その結果が出る直前で梯子を外されれば、話が違うと不満を言いたくもなるだろう。ウビルクは二心はないとヴィンセントに証明するため、魔眼族として生まれついた魔眼を潰してまで、自分の立場を表明したのだ。
今も、胸の中央には潰した魔眼の古傷があり、寂しいものである。
「まぁ、ぼかぁ魔眼の使い手としては無能なのでいいんですけど」
問題は、今日まで休みなくくべられていた薪が消えて、燻った煙だけを上げ続けている受け売りの信念と、それが消えたあとの自分という存在の置き所だ。
これまでは、天命の指し示す方に進み続け、『星詠み』の役割を全うしてきた。
それがウビルクの戦い方だったものだから、剣を振るなり弓を引くなり、そうした戦士の戦い方など身につけていない。剣奴孤島で過ごした日々も、天命を果たすために死なないことが最優先で、実戦の経験など皆無だった。
だから、誰もが戦う覚悟を決めたこの要塞で、ウビルクは独りきりだった。
「馬鹿正直に閣下にお伝えすべきでーはなかったですかね」
城塞都市ガークラを離れ、決戦のために帝都ルプガナへ向かったヴィンセント。
その出発前、ウビルクは彼から直接問われたのだ。――『星詠み』として、『大災』の回避のためにまだ役立てることはあるか、と。
そこで、まだ天命は残されていると嘘が言えれば、要塞に残されることもなかったか。
「でーも、ぼかぁ帝国を滅ぼしたいわけじゃないんですよ」
居所がないからと嘘をついて、ヴィンセントの気を迷わせるのは利敵行為だ。
ヴィンセントとチシャ、どちらが残るのが帝国のためかと天秤にかけて、ウビルクはチシャの計画に乗り、ヴィンセントが生き残るのを手助けした。
自分は天命を授かったが、天命を授からずに己の生き方を定めたチシャは立派だ。
その選択を汚したくはない。一方で――、
「――――」
忙しない空気の要塞の中、行く当てもないウビルクは幾人もの人とすれ違う。
皆が皆、置かれた苦境をわかっていながら、自分のやるべきことに挑める人々だ。その能力に優劣に拘らず、自分の本分を尽くせるものたちを尊敬する。同時に、羨ましくもあった。
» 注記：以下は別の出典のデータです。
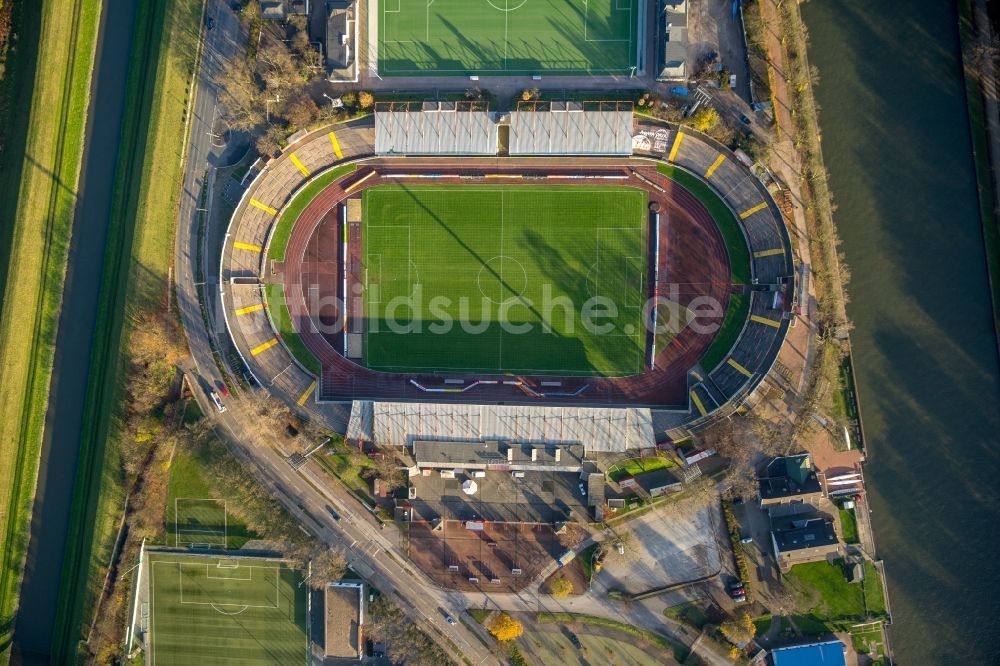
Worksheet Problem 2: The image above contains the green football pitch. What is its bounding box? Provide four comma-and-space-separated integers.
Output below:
147, 553, 308, 666
362, 185, 649, 376
377, 0, 645, 76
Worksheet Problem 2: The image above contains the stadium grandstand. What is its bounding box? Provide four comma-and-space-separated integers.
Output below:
375, 101, 497, 155
510, 101, 632, 156
347, 400, 656, 452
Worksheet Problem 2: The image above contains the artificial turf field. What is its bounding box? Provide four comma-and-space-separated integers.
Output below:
362, 185, 649, 376
148, 553, 308, 666
378, 0, 642, 76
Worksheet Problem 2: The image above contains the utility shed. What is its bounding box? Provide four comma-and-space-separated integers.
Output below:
375, 101, 497, 155
323, 581, 365, 659
509, 101, 632, 155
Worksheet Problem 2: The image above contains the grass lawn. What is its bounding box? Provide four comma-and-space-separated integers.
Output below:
264, 284, 323, 375
864, 562, 887, 617
851, 624, 883, 655
363, 185, 648, 376
0, 0, 101, 648
700, 293, 750, 372
267, 164, 358, 261
663, 601, 712, 635
608, 456, 674, 481
53, 0, 209, 655
535, 612, 687, 662
149, 553, 309, 666
312, 445, 375, 506
753, 615, 774, 638
517, 631, 675, 666
792, 613, 832, 638
656, 164, 750, 284
377, 0, 639, 76
840, 509, 858, 543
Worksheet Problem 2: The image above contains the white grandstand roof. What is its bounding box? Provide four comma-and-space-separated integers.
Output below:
347, 400, 656, 452
375, 102, 497, 155
510, 102, 632, 155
少し前まで、ウビルクも彼らと同じ側だったのにと。
それ故に、ウビルクは思う。
「もしも、帝国が危なくなったら……また、ぼかぁ天命を授かれますかーね?」
これ以上は不要と役目を取り上げられたなら、再び、手が必要となったらどうか。
今さら、帝都へ出立したヴィンセントたちにウビルクができることはない。だが、例えばヴィンセントたちが『大災』の元凶を取り除けても、帝国の要職に就くものが命を落としたり、協力関係にある王国の関係者が死んでしまえばどうなる。
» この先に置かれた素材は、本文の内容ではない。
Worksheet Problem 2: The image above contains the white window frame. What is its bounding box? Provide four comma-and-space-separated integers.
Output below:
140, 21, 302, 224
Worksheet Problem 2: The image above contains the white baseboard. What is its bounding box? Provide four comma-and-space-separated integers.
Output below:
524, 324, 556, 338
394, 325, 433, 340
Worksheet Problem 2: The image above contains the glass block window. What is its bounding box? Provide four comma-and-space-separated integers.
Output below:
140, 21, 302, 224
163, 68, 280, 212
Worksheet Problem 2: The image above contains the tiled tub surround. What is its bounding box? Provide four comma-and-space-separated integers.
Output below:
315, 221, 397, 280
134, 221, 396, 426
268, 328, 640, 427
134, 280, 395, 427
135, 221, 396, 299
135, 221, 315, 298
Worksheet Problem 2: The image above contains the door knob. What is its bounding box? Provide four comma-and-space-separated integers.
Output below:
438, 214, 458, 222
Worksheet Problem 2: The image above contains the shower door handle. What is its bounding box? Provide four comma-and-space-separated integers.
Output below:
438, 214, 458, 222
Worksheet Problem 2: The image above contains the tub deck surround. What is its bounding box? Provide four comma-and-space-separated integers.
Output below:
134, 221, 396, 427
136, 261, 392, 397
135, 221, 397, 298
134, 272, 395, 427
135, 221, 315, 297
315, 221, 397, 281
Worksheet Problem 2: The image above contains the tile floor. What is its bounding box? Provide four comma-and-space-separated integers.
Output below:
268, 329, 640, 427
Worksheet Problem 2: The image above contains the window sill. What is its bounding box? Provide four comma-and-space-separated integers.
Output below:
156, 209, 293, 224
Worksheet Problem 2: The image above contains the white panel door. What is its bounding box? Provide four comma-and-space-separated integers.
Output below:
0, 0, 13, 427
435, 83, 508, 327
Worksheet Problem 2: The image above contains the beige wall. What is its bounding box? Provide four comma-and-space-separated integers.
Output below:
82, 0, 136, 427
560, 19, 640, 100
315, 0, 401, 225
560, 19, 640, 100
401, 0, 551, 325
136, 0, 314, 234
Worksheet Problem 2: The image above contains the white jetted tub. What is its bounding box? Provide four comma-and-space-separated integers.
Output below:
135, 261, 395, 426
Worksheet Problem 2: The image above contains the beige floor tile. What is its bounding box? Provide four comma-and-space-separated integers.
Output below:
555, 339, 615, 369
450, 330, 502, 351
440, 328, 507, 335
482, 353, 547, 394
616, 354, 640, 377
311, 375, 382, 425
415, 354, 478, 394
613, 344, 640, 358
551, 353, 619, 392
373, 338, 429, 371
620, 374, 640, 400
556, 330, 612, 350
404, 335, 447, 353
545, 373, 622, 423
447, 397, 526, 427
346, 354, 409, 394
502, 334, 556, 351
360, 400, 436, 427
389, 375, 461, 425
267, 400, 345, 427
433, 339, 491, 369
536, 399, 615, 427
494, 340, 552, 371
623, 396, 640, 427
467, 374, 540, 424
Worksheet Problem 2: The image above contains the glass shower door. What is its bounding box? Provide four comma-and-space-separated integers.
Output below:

それもまた、『大災』とは異なる形の、帝国の滅亡の危機ではないだろうか。
「一度、天命を授かり、その役目を果たした『星詠み』が新しい天命を授かる可能性なんて、ゼロに近い。――でーも、ゼロじゃない」
天命が、ヴォラキア帝国を滅びから救うためにもたらされるものならば。
その新たな危機が生まれれば、その危機を回避するための天命が下るかもしれない。
――そんな可能性への切望が、ウビルクの足を要塞の裏手へと向けた。
「――――」
ウビルクや、帝国と王国を問わず要人が詰めているのはガークラで最も堅牢な大要塞だ。
この要塞まで屍人たちが到達するには、都市を囲った防壁や道中の複数の要塞を陥落させる必要があり、そこまでされた時点で防衛の観点的には大敗北だ。
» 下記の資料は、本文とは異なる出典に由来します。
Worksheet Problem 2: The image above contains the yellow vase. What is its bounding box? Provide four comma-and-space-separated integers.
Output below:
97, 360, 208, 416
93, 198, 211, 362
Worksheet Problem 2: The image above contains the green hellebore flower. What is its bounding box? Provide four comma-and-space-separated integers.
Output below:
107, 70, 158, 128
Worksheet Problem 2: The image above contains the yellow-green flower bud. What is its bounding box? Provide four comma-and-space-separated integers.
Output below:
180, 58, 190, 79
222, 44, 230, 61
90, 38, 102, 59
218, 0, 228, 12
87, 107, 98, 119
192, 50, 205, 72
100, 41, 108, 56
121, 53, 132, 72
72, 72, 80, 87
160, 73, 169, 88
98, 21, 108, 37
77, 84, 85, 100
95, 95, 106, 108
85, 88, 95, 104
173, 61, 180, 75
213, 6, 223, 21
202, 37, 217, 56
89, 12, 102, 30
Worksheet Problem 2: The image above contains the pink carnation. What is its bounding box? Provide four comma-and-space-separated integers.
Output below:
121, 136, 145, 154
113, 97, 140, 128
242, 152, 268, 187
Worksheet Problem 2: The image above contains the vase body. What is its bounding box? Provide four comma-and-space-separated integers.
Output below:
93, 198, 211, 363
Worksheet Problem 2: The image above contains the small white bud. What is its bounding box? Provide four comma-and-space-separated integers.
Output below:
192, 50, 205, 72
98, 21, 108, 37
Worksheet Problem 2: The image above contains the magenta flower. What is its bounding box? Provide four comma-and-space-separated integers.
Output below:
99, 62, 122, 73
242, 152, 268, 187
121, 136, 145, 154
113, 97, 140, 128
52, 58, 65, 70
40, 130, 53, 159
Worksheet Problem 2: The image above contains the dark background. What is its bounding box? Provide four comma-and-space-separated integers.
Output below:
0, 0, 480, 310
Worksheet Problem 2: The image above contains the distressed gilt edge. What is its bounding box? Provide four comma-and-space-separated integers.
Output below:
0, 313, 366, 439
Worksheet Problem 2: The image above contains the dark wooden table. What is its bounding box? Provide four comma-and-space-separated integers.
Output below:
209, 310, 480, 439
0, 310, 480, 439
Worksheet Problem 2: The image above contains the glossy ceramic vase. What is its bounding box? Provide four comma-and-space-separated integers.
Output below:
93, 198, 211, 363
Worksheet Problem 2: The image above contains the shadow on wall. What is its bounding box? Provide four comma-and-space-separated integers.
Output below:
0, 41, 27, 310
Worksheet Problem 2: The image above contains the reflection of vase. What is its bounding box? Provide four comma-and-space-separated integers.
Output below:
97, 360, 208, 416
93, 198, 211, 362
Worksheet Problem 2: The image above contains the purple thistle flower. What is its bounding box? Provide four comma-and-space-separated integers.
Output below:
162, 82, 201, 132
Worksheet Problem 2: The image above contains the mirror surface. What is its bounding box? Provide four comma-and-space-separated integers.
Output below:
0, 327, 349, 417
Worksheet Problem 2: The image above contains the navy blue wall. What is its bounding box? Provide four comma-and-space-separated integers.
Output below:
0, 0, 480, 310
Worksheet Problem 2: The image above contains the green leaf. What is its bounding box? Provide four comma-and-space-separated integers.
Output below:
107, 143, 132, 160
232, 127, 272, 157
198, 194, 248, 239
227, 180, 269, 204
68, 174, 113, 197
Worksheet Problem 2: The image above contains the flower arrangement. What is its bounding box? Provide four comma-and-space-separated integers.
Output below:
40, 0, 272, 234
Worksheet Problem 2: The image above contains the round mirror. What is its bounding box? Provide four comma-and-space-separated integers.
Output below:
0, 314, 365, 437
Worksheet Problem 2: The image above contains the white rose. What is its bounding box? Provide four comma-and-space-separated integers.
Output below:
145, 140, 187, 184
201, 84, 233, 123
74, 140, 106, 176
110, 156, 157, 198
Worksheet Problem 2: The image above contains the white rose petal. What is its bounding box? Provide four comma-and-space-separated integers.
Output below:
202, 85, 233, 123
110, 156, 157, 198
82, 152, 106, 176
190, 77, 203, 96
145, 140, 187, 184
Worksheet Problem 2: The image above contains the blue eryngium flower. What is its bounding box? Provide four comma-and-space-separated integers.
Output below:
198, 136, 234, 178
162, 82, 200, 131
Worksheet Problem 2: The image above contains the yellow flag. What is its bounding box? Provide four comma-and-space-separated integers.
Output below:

しかし、城塞都市にはこれ以上の退路はなく、兵たちは最後の一兵まで戦わなければならない。文字通り、帝国の最後の砦となるのがこの大要塞なのだ。
――そこに、綻びがあれば。
「ほんの、些細な」
綻び一つで構わない。
門の閂を外すまでしなくても、ほんのり浮かせておくだけで外れやすくなる。要塞の外壁に簡易的な魔石の時限装置を仕掛けてもいい。一歩、屍人の背を押せれば。
それが用意できれば、火の気の絶えたウビルクの心に次の薪が――、
「――あんた、そんなとこで何してんのよ」
不意に、頭上から降ってきた声に足を止めて、ウビルクは頬を硬くした。
振り向けば、要塞の二階の通路からこちらを見下ろしている視線――車椅子に乗った、焦げ茶色の目つきの悪い女性と目が合った。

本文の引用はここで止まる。